In the winter it is, of course, best to drink sake hot … as it not only warms you up faster, but gives that pleasant, tingling feeling sooner. The real trick, when out for a night of anticipated heavy drinking, is to pace your sake intake and amount of tidbits you eat so that you can keep up the initial glow. However, it always seems that once you are at a Japa­nese party and the sake and food starts to flow, you say to yourself, “To hell with this pace thing. . . . I’m going to enjoy myself.”

In the spring and autumn many prefer sake at room temperature. In this case you scrap the tiny cups and drink it from glass tumblers.

In the summer many pre­fer to drink sake chilled. It is a refreshing and delightful drink cold, but you should never mix it with ice . . . several hours chilling in the fridge should do the trick.

Some adventurous drinkers have tried various sake cock­tails, such as a sake-tini (sake and dry vermouth), but we advise against butch­ering the basic natural taste.

Many older Japanese swear that the best cure for a cold is to drop a raw egg yoke into a glass of super-hot sake and chug-a-lug the whole mass. And, as far as cooking is concerned, sake is being used more and more in new Japanese dishes. Of course, sukiyaki wouldn’t taste right at all unless the juices everything is cooked in weren’t laced with sake.

Hard-core Japanese sake drinkers claim there is no better way to get smashed than to drink hot sake while simmering in a superhot Japanese bath.

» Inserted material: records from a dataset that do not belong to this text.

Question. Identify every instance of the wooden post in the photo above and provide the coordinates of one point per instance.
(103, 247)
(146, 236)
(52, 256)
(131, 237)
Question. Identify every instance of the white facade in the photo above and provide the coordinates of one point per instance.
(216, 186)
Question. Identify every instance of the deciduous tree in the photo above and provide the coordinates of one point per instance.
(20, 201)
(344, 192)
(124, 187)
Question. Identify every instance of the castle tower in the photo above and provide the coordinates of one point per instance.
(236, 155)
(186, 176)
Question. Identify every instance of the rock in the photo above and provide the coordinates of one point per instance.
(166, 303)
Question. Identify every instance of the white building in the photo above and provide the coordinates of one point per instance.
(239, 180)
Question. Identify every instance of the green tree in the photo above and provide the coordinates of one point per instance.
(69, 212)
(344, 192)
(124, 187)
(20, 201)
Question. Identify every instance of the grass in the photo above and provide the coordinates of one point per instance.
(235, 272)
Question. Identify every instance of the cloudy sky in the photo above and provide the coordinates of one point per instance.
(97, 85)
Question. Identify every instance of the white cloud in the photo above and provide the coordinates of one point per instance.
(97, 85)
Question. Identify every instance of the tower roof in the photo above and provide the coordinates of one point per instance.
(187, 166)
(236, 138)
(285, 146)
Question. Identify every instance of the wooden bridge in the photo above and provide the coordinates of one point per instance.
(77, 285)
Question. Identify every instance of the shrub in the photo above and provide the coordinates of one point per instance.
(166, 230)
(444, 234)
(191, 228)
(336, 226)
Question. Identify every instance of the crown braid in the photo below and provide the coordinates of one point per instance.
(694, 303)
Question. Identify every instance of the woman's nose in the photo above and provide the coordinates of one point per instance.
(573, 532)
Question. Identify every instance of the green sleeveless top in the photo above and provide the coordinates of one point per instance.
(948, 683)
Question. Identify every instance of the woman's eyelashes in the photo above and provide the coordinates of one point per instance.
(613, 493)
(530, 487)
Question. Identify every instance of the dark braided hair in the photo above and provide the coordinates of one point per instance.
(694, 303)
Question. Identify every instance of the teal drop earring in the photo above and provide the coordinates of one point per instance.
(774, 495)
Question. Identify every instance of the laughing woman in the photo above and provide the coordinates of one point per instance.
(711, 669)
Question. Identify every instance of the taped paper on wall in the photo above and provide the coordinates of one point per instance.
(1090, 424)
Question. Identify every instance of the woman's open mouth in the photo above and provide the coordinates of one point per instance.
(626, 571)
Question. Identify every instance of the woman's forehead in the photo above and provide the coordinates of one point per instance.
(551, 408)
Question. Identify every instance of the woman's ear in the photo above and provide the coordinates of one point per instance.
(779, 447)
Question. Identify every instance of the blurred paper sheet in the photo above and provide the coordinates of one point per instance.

Sake and sex? For sure! Although we, of course, have never tried it, there is said to be an old Japanese custom called “oheso-zake” (belly-button sake). First you both soak for a half hour or so in the hot bath and then upon emerging you lay the young lady down and pour sake in her navel . . . and you drink. How about that? Well, it saves on cups they say.

Regardless whether you prefer sake hot out of cute little cups, at room temperature from tumblers, cold in wine glasses, out of belly-buttons or whether you drink it with sea food, bar­becued meat, sukiyaki or just some Japanese canapes . . . sake is the national drink of Japan and, as such, should be treated with the proper respect and consumed in ap­propriate quantities to as­sure that no sake maker will go out of business in the foreseeable future. What better way to benefit the economy and promote friend­ship and international trade?